The choice between brown or black isn’t necessarily cut-and-dry. As Lee approaches an area, he’ll make roughly a dozen casts with each color until he gets a few bites. Experimentation is a huge factor in this situation.
“You can pull up to one grass bed and the bass will only eat a brown frog and the next stop you make, they’ll only touch a black one,” Lee said. “That’s why I suggest having both colors rigged up and ready at all times. While it’s not always easy to predict, the fish will tell you their preference very quickly.”
Although topwater frogs are most frequently utilized in grassy areas, don’t count them out when you’re targeting other types of shallow cover. Whenever he’s fishing the more “unorthodox” frogging cover such as docks, laydowns and overhanging trees, green pumpkin-colored frogs are his weapon of choice.
“If I’m walking a frog around fairly sparse cover, I try to choose the most natural, non-threatening color I can think of,” Lee said. “To me, green pumpkin is difficult to beat. Because the fish aren’t tucked so tightly into the cover, they’re going to get a better look at your offering. If they see anything that doesn’t look right, such as bright colors, they’ll be less inclined to attack it.”
Trim the legs regardless of color
While you can certainly catch fish on unmodified topwater frogs, Lee trims the legs on nearly every frog he uses. Each is trimmed differently depending upon its designated application.

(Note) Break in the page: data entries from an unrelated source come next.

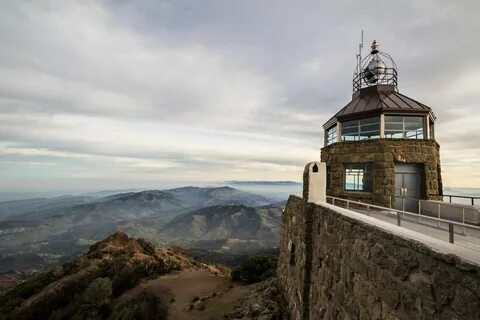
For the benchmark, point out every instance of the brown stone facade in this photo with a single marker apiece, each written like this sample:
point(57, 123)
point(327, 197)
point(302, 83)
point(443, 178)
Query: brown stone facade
point(383, 154)
point(347, 268)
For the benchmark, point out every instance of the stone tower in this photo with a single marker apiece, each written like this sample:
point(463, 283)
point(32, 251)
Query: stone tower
point(380, 148)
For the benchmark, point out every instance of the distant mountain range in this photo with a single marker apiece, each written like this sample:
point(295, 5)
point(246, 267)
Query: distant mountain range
point(42, 231)
point(264, 183)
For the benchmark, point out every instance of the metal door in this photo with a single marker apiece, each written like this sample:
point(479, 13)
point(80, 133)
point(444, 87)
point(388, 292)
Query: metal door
point(408, 184)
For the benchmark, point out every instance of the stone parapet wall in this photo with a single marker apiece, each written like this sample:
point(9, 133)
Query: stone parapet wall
point(348, 267)
point(383, 154)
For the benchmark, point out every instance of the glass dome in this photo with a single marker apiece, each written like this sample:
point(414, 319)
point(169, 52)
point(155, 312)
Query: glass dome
point(376, 68)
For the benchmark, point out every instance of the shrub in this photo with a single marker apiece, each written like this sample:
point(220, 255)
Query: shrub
point(256, 269)
point(98, 291)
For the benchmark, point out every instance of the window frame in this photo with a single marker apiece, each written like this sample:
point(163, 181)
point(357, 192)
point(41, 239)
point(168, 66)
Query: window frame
point(371, 171)
point(404, 130)
point(358, 124)
point(331, 135)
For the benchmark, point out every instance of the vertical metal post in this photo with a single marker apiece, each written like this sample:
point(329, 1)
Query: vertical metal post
point(450, 232)
point(419, 209)
point(439, 214)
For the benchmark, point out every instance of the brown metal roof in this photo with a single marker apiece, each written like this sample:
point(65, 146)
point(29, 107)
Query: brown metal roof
point(376, 100)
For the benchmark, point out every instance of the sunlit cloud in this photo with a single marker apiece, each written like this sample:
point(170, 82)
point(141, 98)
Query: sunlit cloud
point(117, 94)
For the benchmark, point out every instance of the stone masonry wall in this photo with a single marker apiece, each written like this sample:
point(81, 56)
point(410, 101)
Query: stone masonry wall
point(347, 268)
point(383, 154)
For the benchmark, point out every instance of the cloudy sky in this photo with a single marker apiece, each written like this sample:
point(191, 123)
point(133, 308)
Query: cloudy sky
point(116, 94)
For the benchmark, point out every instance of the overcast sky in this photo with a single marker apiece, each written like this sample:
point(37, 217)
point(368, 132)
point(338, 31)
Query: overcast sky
point(116, 94)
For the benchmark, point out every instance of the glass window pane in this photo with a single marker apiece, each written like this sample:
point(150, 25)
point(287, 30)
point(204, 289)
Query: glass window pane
point(407, 127)
point(372, 120)
point(359, 177)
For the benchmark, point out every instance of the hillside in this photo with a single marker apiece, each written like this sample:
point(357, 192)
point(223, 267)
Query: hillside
point(39, 232)
point(122, 278)
point(223, 222)
point(93, 286)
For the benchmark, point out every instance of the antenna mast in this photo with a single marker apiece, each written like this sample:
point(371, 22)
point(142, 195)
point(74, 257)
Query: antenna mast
point(359, 56)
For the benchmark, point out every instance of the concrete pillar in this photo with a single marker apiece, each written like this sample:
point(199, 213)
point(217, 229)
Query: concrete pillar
point(315, 182)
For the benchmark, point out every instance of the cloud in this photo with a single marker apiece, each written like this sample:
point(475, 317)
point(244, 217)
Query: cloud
point(120, 92)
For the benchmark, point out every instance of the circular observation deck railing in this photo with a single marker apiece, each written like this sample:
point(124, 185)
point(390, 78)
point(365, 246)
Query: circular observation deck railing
point(375, 76)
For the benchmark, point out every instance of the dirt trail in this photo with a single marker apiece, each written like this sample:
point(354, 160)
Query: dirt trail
point(197, 294)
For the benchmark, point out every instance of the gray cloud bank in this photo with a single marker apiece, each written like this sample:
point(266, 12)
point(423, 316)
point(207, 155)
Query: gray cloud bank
point(113, 93)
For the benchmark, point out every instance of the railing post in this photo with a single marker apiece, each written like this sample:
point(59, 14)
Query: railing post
point(419, 209)
point(439, 214)
point(450, 233)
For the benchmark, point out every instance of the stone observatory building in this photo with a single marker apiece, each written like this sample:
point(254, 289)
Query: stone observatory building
point(380, 148)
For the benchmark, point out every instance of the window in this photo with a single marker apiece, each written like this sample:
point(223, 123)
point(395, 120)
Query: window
point(400, 127)
point(331, 135)
point(329, 177)
point(432, 130)
point(358, 177)
point(368, 128)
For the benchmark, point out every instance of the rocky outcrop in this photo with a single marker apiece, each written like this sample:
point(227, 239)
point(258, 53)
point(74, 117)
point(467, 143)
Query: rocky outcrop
point(114, 265)
point(263, 303)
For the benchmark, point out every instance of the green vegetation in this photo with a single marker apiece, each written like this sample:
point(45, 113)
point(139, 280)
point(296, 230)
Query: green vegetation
point(256, 269)
point(89, 286)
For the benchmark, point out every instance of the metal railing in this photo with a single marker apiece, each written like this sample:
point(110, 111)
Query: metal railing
point(400, 213)
point(450, 196)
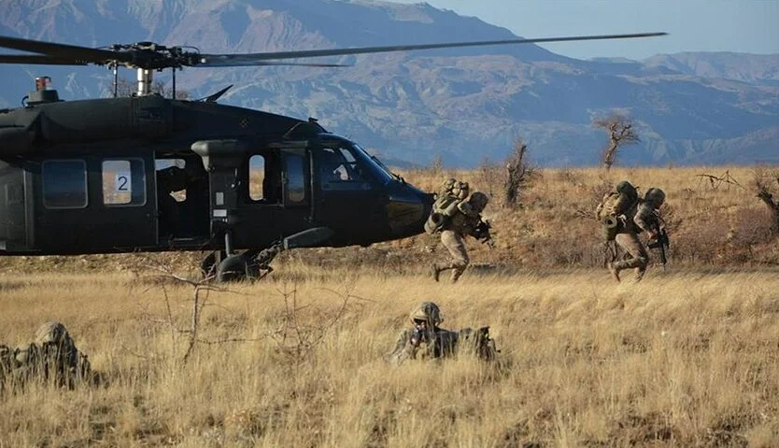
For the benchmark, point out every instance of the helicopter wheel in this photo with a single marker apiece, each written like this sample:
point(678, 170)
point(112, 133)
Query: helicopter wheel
point(208, 265)
point(232, 268)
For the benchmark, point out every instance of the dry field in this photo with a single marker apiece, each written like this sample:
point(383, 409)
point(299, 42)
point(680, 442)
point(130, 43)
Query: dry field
point(683, 359)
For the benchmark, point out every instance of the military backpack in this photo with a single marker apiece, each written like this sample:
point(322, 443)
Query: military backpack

“When I’m fishing open water, I like to leave my legs a little longer so the frog walks better,” Lee said. “But I’ll still trim one leg about an inch shorter than the other. This frees the action quite a bit and allows it to dart from side to side with very little rod movement. In areas rich with vegetation, I’ll only leave about an inch of leg on each side of the bait. The frog needs to ‘scoot’—not walk—across the grass and this also gives the bass a better chance at eating the body of the frog, not just the legs.”